After 90 minutes at 3 Vano Sarajishvili, I head to the quietest place I know in this city. It’s a hillside cemetery, a scattered maze of graves, some almost 200 years old, some with flowers, some with faces. I find a bench, unpack my lunch, listen to a podcast and nothing else.

26

Seen this guy Bruce Bennett in a couple of Bogart movies. Turns out he won an Olympic medal for shot put in 1928, starred as Tarzan in the 30’s, served in World War II, later became a successful businessman, was married for 67 years, skydived at age 96, and finally died just shy of his 101st birthday. What a life.

27

Four people on the team working today, logged 15 hours between us. That’s about 3x the hours I can do solo on a good day. A big goal of mine this year is to transform eBiz Facts from mostly a one-man operation into a proper business. Making good progress.

28

Ido Portal with an important reminder for someone (like me) who spends a lot of time sitting at a computer…

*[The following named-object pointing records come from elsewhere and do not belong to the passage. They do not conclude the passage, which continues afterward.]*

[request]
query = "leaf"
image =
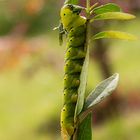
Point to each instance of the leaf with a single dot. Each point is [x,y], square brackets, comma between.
[103,90]
[114,15]
[110,7]
[114,35]
[85,129]
[71,2]
[82,86]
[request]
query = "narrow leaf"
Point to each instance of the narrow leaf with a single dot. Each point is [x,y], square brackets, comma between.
[110,7]
[103,90]
[114,15]
[85,130]
[82,87]
[71,2]
[114,35]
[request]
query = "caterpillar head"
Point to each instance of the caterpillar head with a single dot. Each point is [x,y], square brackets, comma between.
[69,13]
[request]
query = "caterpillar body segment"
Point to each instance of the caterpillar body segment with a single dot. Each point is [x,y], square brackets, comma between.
[75,26]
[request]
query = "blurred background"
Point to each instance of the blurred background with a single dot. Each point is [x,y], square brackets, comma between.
[31,73]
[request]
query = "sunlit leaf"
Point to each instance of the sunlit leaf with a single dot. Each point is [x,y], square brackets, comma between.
[114,15]
[103,90]
[110,7]
[82,87]
[71,2]
[114,35]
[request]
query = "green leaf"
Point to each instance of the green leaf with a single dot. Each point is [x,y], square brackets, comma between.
[110,7]
[85,130]
[71,2]
[114,35]
[103,90]
[82,86]
[114,15]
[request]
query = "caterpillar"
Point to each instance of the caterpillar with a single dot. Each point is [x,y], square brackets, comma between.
[74,26]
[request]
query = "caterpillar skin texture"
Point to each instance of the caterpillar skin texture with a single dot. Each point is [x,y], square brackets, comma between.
[75,26]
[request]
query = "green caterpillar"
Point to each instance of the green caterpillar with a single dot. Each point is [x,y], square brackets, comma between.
[75,29]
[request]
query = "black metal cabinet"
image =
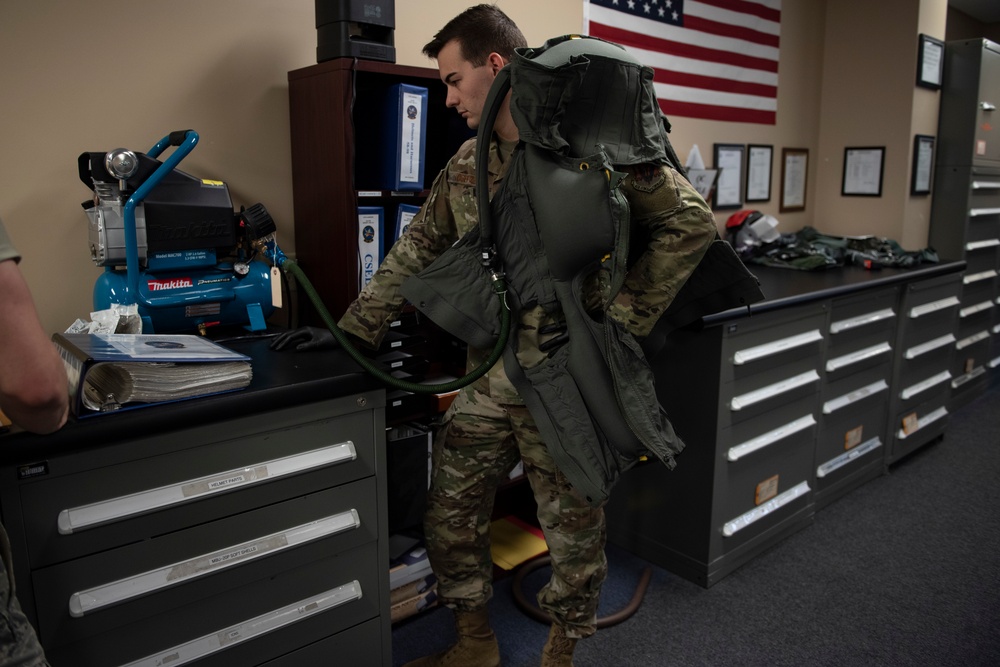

The body will become better at whatever you do or don’t do. If you don’t move, the body will make you better at not moving, by locking the tissues together. But if you move, the body will allow you more movement.

29

There’s recent video of a tourist on a motorbike here in Georgia, maneuvering along a flooded country road before he’s swept away by a freak landslide. They found him later, dead. Looked like a young guy, on a big adventure, all gone in a blink.

30

Proud of myself today for calling out bad service and pushing back at the excuses offered, holding them to account. I tend to hold others to much lower standards than I hold myself to, but that is slowly changing. I like myself better this way.